Steyer’s initiative allows changes to the law following voter approval by a law passed by a majority of the state legislature and signed by the governor. The OpenAI initiative also provides that it can be amended by a law passed by a two-thirds vote of the state legislature and signed by the governor. California requires legislative changes to ballot initiatives to be approved by voters unless the initiative waives the requirement.
A third initiative was filed by Poornima Ramarao, the mother of Suchir Balaji, a former OpenAI employee who died in November 2024, and the Coalition for AI Nonprofit Integrity (CANI). The initiative would create the Charitable Research Oversight Board as an independent board within the state's Department of Justice tasked with overseeing charitable research organizations that meet certain criteria. The board would be authorized to reverse an organization's conversion from a nonprofit to a for-profit organization, including organizations that have done so on or after Jan. 1, 2024. The initiative would also establish charitable encumbrance, meaning all assets held, developed, or transferred by a charitable research organization must be used in a manner consistent with the charitable purposes for which the asset was originally intended.
The campaign’s website has an open letter to "Elon Musk, Mark Zuckerberg, Vitalik Buterin, Jeff Bezos, and All Other Well Endowed Individuals In a Position to Act” asking for financial support for the initiative. The average cost of a ballot initiative campaign in California in 2024 was nearly $8.5 million, with an average cost per required signature of $15.08.

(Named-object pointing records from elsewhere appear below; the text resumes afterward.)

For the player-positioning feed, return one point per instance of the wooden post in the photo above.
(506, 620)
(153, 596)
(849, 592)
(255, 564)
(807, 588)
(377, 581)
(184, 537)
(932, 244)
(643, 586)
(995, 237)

Two other initiatives were filed on Dec. 1 by Alexander Oldham that would establish an AI Safety Commission and a Public Benefit AI Accountability Commission. The first would be an independent body with the power to license AI companies, evaluate companies’ protection plans, process or deny capability expansion, impose civil penalties, conduct audits, and adopt implementing regulations. The initiative would also require each AI company to create and maintain a Protection Plan with the objectives of ensuring that displaced workers and the public benefit from AI; establishing means for human monitoring of AI behavior and the ability to shut it down; and distributing governance over AI systems.
The second commission would be within the state's Department of Justice. The initiative would require AI companies to file public benefit plans, approved by the commission, that describe how they will fulfill their commitment to serve humanity or the public interest.
All five AI initiatives are statutes that require 546,651 signatures (5% of the votes cast in the last gubernatorial election). The deadline for signature verification is June 25, 2026. However, the secretary of state recommends a signature deadline of Jan. 12, 2026, for initiatives requiring a full check of signatures, and April 17 for initiatives requiring a random sample of signatures to be verified.